4. Il primo luogo, deve essere accolta l’eccezione, formulata da parte della ricorrente, di tardività della memoria depositata dalle amministrazioni resistenti in data 12 marzo 2026.
4.1. A fronte, infatti, della fissazione della camera di consiglio di discussione del ricorso per il giorno 25 marzo 2026, il termine di quindici giorni liberi per il deposito di memorie di cui al combinato disposto degli artt. 73 e 87, co. 3, cod. proc. amm. è venuto a scadere in data 9 marzo 2026, con conseguente tardività della memoria depositata in data 12 marzo 2026 e della quale deve, pertanto, dichiararsi l’inutilizzabilità processuale.
5. Ciò premesso, quanto al merito delle domande formulate, il ricorso è fondato nei sensi e nei termini che seguono.
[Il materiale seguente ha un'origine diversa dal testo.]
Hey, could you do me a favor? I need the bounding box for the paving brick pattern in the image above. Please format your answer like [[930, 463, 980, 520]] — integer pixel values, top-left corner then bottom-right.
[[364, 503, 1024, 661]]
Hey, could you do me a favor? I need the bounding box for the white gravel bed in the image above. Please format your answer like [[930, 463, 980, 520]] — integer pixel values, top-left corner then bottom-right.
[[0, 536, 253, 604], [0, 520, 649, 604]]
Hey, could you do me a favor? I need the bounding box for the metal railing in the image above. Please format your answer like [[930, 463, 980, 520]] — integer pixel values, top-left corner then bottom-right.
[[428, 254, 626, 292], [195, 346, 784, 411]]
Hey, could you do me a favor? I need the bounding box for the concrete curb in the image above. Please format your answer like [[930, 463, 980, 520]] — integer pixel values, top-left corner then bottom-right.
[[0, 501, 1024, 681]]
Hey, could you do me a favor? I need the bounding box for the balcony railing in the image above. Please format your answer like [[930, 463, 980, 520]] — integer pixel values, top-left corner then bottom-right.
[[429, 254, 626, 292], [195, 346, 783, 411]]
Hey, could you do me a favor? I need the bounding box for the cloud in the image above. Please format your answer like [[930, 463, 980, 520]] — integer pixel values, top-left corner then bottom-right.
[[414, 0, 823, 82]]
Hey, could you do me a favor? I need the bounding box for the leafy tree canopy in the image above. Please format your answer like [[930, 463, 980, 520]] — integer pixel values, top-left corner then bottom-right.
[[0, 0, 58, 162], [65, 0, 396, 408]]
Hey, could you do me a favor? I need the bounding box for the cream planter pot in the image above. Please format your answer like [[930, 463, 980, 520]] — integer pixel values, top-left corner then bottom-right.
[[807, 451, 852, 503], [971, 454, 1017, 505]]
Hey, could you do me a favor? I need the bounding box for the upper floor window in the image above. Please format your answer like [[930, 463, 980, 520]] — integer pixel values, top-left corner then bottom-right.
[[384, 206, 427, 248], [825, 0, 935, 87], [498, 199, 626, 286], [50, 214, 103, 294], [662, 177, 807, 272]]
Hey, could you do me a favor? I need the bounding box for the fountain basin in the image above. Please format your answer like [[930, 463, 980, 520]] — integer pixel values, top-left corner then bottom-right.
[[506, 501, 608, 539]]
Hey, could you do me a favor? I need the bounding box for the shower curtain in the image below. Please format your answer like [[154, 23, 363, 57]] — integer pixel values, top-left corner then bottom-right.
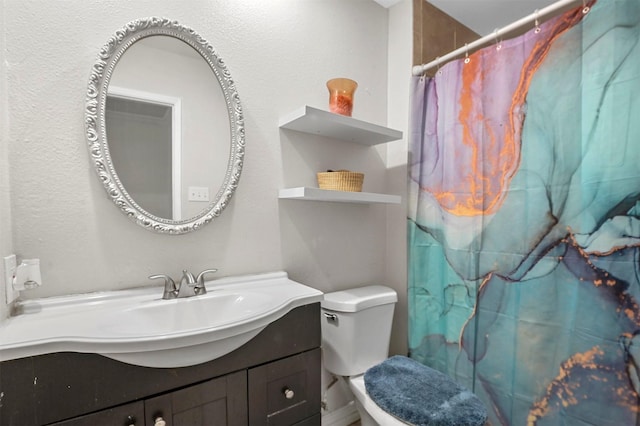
[[408, 0, 640, 426]]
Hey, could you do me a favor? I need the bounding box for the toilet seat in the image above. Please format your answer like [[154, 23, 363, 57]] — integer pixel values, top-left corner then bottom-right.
[[348, 374, 410, 426]]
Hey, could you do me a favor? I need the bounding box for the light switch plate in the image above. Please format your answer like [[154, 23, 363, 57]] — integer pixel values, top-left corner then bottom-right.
[[4, 254, 20, 305]]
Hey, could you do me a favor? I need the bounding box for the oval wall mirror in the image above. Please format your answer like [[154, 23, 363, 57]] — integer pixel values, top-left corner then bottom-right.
[[85, 17, 245, 234]]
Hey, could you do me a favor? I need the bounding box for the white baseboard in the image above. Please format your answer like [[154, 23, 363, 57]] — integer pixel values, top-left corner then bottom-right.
[[322, 401, 360, 426]]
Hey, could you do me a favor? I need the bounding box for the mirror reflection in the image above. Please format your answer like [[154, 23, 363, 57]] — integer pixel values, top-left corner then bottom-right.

5.1. La società ricorrente ha lamentato, in primo luogo, la violazione dell’obbligo di concludere con un provvedimento tempestivo ed espresso il procedimento volto al rilascio della richiesta VIA. Più precisamente, la parte ricorrente ha evidenziato come tale obbligo sia sancito dalla specifica disciplina in materia ambientale dettata dall’art. 25 d.lgs. n. 152/2006, contenente, tra l’altro, i relativi termini temporali massimi entro i quali l’Amministrazione è tenuta a provvedere e che nel caso di specie dovrebbero ritenersi decorsi.
5.2. La censura è fondata.
5.3. In via di generale premessa, il Collegio osserva che, per costante orientamento, il rimedio processuale del ricorso contra silentium è diretto ad accertare la violazione da parte dell’amministrazione dell’obbligo di provvedere su un’istanza del privato; l’esperibilità dell’azione, pertanto, è condizionata al riscontro di un perdurante e antidoveroso contegno inerte da parte del soggetto pubblico, senza che venga ulteriormente in rilievo il contenuto discrezionale o meno del provvedimento richiesto ( ex multis, Cons. Stato, IV, sentenza n. 1559/2020; id., sentenza n. 8810/2019).
5.4. Nella fattispecie in esame, la parte ricorrente ha correttamente individuato il fondamento normativo dell’obbligo del MASE di pronunciarsi con un provvedimento espresso, richiamando, oltre alla disciplina generale di cui all’art. 2 della lg. n. 241/1990, la normativa ambientale e, in particolare, l’art. 25 del d.lgs. n. 152/2006, il quale stabilisce i termini di conclusione del procedimento di VIA, dettando speciali prescrizioni per “ i progetti di cui all’articolo 8, comma 2-bis”, ovvero i “progetti compresi nel Piano nazionale di ripresa e resilienza (PNRR), di quelli finanziati a valere sul fondo complementare nonché dei progetti attuativi del Piano nazionale integrato per l’energia e il clima, individuati nell’allegato I-bis al presente decreto (...) ”, categoria cui deve ritenersi riferibile il progetto in questione, come dedotto dalla parte ricorrente (e non smentito dalle parti resistenti), rientrando tra quelli inclusi nel Piano Nazionale Integrato per l’Energia e il Clima (PNIEC).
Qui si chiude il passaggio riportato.